Results and Conclusions
Two approaches were taken towards implementing the BCH decoder. In the first approach, a look up table was created that stored all the different exponents of the primitive element a. In the second approach, the required exponent values of a were calculated at run time. All coding was done in the ‘C’ programming language on Linux platform.
Results of the two approaches:
The graphs below show the performance of both the approaches for various parameters.
The graph above shows the variation of the reconciliation time with respect to number of differences between the sets. The dotted line is a linear fitting for the values obtained with the implementation that used look-up tables. The axes are colored according to the respective plots they refer to.
The graph above shows the variation of the reconciliation time with respect to the length of the codewords.

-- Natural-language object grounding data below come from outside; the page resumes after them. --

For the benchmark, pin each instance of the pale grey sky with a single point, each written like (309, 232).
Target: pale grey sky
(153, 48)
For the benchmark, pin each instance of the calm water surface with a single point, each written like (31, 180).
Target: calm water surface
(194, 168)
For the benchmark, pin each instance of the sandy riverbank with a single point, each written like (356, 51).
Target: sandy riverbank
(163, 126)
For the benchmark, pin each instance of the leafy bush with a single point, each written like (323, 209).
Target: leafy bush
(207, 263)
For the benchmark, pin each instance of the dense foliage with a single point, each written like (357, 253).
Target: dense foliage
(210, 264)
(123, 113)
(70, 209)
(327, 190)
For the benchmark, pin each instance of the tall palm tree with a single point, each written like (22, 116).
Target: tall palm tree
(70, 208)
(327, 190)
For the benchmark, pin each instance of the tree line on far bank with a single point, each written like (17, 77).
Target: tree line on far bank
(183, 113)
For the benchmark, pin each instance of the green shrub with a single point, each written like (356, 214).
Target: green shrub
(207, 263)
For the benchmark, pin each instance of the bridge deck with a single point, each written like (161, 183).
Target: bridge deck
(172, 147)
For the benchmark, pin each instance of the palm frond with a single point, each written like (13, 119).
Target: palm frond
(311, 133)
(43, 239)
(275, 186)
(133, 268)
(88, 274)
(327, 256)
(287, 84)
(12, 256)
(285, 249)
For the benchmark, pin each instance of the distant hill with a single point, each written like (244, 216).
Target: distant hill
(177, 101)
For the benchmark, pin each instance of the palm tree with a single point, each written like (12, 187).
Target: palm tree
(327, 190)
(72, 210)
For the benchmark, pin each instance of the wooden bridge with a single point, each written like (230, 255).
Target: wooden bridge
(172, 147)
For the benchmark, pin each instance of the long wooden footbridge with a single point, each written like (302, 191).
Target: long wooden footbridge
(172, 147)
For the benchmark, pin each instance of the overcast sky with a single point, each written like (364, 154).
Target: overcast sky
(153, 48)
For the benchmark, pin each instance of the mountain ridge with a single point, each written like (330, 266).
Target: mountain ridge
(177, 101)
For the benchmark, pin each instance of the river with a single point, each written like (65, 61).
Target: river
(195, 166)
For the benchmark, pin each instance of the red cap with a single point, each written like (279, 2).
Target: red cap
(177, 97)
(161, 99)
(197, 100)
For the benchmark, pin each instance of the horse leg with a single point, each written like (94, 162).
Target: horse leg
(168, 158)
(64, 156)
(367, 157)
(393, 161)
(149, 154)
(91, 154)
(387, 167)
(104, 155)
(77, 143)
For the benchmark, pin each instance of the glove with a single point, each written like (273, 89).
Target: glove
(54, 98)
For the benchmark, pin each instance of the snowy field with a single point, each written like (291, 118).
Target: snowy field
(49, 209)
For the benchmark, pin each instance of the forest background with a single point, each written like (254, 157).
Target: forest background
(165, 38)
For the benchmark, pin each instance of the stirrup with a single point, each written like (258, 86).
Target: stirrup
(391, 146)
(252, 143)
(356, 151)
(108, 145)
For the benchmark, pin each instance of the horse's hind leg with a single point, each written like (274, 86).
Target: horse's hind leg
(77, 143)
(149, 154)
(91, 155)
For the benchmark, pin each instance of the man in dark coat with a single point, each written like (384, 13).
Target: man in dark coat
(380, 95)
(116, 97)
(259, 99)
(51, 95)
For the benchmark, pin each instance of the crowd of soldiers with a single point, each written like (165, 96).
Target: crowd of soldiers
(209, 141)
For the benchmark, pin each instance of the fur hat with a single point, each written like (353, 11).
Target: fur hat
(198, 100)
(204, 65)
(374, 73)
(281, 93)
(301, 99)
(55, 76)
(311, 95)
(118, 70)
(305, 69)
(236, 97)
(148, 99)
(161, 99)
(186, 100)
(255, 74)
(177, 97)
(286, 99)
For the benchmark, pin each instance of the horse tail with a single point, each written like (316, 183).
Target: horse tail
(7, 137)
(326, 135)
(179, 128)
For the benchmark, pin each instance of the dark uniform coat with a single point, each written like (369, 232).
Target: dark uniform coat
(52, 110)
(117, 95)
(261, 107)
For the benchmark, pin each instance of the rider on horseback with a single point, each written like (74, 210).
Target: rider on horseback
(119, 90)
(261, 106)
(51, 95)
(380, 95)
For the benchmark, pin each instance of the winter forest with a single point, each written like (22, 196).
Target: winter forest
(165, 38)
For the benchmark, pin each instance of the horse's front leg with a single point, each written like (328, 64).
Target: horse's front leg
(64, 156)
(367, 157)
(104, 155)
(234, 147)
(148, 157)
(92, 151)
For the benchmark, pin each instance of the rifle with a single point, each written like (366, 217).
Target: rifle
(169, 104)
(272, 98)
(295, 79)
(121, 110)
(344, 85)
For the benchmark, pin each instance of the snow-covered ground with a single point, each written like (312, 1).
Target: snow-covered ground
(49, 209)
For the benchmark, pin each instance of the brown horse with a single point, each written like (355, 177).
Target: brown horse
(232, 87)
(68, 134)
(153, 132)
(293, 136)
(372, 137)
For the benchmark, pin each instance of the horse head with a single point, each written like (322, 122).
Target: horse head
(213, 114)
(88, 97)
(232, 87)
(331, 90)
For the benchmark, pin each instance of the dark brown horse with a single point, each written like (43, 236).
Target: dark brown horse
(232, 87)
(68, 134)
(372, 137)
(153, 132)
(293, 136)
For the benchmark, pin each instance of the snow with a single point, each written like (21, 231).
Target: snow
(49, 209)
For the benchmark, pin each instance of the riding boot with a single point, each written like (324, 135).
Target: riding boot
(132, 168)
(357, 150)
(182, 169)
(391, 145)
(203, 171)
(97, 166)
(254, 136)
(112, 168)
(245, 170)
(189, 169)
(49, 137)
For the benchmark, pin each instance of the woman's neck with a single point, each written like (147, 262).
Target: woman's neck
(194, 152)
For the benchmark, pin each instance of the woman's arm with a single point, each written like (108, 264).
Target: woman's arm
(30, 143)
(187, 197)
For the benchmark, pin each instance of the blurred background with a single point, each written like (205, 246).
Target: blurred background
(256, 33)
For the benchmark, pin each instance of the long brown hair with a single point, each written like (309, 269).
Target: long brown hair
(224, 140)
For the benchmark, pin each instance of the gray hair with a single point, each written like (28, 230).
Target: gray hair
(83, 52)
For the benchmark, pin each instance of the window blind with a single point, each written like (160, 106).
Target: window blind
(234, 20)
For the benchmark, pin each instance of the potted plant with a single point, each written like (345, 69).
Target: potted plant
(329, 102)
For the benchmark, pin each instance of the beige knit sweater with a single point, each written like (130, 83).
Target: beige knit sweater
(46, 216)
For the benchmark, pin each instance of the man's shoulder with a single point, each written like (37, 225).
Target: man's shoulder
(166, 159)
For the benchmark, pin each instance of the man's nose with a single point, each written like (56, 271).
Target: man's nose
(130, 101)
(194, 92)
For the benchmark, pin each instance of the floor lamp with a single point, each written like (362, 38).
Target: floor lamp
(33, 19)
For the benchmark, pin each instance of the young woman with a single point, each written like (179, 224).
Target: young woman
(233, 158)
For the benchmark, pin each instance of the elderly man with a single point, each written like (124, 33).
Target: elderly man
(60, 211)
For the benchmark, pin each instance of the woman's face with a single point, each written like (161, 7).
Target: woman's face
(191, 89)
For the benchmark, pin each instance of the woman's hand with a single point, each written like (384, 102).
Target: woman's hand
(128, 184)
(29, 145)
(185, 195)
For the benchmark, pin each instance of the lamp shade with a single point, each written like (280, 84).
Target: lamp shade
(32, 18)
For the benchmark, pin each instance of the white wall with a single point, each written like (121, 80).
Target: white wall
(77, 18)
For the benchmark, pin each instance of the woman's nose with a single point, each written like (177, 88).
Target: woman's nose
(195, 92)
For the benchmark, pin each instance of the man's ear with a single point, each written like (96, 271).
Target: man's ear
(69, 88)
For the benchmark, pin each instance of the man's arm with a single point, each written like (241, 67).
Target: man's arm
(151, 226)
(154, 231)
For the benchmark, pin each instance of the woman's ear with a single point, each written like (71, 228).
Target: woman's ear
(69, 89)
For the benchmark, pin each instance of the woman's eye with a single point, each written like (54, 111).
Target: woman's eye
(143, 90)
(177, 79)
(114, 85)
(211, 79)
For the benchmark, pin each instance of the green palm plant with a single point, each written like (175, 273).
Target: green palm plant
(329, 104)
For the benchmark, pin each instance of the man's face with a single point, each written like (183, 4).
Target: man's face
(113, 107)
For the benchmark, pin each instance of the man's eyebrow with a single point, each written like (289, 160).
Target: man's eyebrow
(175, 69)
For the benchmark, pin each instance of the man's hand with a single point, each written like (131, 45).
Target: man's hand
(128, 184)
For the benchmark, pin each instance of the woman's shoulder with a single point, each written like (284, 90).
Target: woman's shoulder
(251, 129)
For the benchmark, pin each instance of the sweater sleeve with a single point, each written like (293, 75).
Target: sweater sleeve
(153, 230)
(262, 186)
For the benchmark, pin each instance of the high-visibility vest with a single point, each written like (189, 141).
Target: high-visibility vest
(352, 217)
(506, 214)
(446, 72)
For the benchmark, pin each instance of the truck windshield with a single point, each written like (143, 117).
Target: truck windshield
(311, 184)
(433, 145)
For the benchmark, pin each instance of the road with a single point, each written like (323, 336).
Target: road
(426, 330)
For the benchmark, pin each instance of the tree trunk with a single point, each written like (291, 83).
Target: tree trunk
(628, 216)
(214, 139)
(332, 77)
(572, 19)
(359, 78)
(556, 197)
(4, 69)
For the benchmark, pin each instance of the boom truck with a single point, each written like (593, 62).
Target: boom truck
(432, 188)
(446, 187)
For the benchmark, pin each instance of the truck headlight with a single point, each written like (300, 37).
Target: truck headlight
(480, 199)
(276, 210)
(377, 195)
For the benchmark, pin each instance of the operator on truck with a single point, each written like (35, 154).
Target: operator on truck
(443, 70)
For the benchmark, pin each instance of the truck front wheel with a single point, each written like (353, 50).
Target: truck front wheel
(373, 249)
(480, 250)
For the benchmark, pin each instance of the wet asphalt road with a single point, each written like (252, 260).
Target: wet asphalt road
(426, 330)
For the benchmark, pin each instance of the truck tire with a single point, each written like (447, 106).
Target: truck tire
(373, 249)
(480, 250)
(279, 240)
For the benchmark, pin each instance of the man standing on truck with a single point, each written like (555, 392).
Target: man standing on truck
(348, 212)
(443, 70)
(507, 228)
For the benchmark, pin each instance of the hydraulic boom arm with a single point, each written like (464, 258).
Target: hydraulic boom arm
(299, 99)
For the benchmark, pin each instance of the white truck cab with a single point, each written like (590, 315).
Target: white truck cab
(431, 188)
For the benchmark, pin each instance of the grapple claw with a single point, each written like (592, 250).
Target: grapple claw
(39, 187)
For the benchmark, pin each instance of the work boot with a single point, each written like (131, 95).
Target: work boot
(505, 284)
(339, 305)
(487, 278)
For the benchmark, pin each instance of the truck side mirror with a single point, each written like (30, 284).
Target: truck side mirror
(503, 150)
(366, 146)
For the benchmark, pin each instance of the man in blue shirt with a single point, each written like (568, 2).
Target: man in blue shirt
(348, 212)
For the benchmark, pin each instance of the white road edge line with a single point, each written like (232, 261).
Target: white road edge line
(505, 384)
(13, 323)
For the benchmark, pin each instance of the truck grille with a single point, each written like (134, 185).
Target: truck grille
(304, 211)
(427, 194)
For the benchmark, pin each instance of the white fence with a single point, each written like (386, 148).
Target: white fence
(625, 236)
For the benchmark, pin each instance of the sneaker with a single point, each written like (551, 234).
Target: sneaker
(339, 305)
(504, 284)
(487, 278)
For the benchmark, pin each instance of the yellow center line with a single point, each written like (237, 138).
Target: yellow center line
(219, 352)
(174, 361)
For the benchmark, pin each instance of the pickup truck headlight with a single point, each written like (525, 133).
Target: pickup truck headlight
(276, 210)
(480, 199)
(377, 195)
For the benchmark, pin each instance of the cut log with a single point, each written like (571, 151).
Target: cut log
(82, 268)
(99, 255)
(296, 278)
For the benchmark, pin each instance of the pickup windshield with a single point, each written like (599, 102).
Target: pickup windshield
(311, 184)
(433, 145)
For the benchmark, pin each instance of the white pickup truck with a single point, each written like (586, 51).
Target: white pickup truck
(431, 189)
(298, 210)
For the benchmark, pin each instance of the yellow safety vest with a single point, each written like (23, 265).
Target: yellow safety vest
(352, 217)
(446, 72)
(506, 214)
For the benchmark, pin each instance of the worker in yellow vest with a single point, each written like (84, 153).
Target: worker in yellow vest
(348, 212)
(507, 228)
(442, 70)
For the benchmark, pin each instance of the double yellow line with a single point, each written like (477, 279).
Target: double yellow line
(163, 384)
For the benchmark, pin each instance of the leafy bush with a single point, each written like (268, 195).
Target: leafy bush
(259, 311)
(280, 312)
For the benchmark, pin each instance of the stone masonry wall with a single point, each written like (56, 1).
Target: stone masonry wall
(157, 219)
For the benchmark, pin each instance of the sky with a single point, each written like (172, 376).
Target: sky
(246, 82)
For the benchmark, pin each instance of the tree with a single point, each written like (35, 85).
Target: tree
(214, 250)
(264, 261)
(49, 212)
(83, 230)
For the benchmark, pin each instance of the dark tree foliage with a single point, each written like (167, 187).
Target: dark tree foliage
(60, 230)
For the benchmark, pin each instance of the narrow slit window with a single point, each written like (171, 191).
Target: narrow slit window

Comparison between performance of Characteristic Polynomial Interpolation scheme and Error Correcting Code (BCH Code) scheme:
The table below lists the time taken in milliseconds to synchronize two sets with 16 bit elements for various number of differences between them.
The graph below shows a plot of the data from the table:
Comparison of BCH scheme and CPI scheme for 16 bit vectors.Note: All data collected by running the code on a PIII with 196 Mb of RAM, running Linux (Red Hat 7.0)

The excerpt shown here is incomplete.